Apalagi, ia sendiri pun mulai menekuni bidang lain, yakni proyek mengharumkan Islam lewat Yayasan Jalan Terang --kemudian Yayasan Masagung. "Saya sudah tua, zamannya sudah lain. Sudah saatnya bisnis diserahkan kepada anak-anak dan orang-orang profesional," katanya suatu ketika pada 1985.

Peralihan bisnis keluarga dari generasi pertama ke generasi kedua boleh dibilang berjalan mulus. Tiada terdengar perebutan kekuasan di antara ketiga putranya: Putra Masagung, Oka Masagung, dan Ketut Masagung. Di tangan generasi penerus, Gunung Agung memang sempat stagnan sejenak.

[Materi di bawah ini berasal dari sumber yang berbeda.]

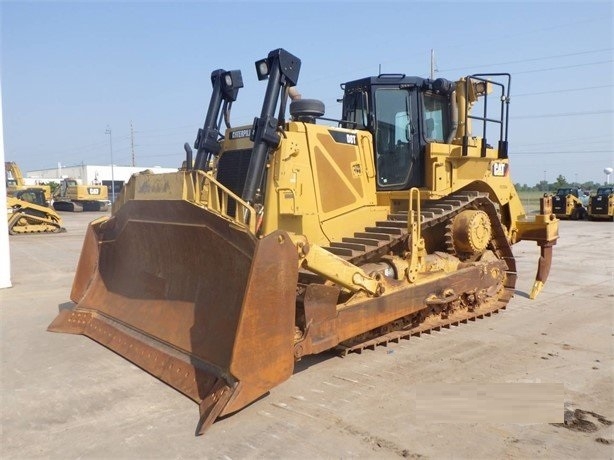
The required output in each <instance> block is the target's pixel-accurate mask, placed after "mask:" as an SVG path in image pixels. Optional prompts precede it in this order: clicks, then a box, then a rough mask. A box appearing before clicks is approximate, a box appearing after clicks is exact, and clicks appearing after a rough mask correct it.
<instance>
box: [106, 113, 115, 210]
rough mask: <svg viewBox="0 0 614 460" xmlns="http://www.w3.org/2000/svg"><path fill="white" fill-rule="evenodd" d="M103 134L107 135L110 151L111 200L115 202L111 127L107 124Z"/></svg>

Ketiganya sibuk dengan urusan masing-masing dan seperti melupakan pada bisnis yang dirintis sang ayah. Tapi, kemudian, mereka sadar, Gunung Agung harus dibangkitkan. Untuk menggairahkan kembali Gunung Agung, pengelolaannya pun diserahkan kepada kaum profesional pada 1989.

Dua tahun kemudian, perusahaan yang kini bernama PT. Toko Gunung Agung ini mencatatkan diri di Bursa Efek Jakarta. Dan, ternyata, siasat bisnis yang diterapkan generasi penerus itu tepat. Kini, usaha dari toko kecil di kawasan Kwitang, Jakarta Pusat, itu sudah beranak-pinak menjadi 29 cabang yang tersebar di Jawa dan Bali.

Riwayat Sang Perintis
Lahir di Jakarta, 8 Oktober 1927, dengan nama Tjio Wie Tay, anak keempat dari lima bersaudara ini sudah jadi anak yatim sejak usia 4 tahun. Darah dagang sudah mengalir dari kedua orangtuanya, pasangan Tjio Koan An dan Tjoa Poppi Nio. Sang ayah dikenal juga sebagai ahli listrik tamatan Nederlandsch Gelijkgesteld end KWS.

Sepeninggal sang ayah, kehidupan ekonomi keluarga ini jadi tidak keruan. Untuk itu, ibundanya harus membanting tulang mencari nafkah. Otomatis, perhatiannya pada anak-anak pun sangat kurang, sehingga Wie Tay tumbuh menjadi anak nakal.

Setelah masuk sekolah, ia malah suka membolos dan sampai dua kali dikeluarkan karena berkelahi. Dan, ia mengenyam bangku sekolah hanya sampai kelas V. Namun, kenakalan itulah yang rupanya membawa keberuntungan.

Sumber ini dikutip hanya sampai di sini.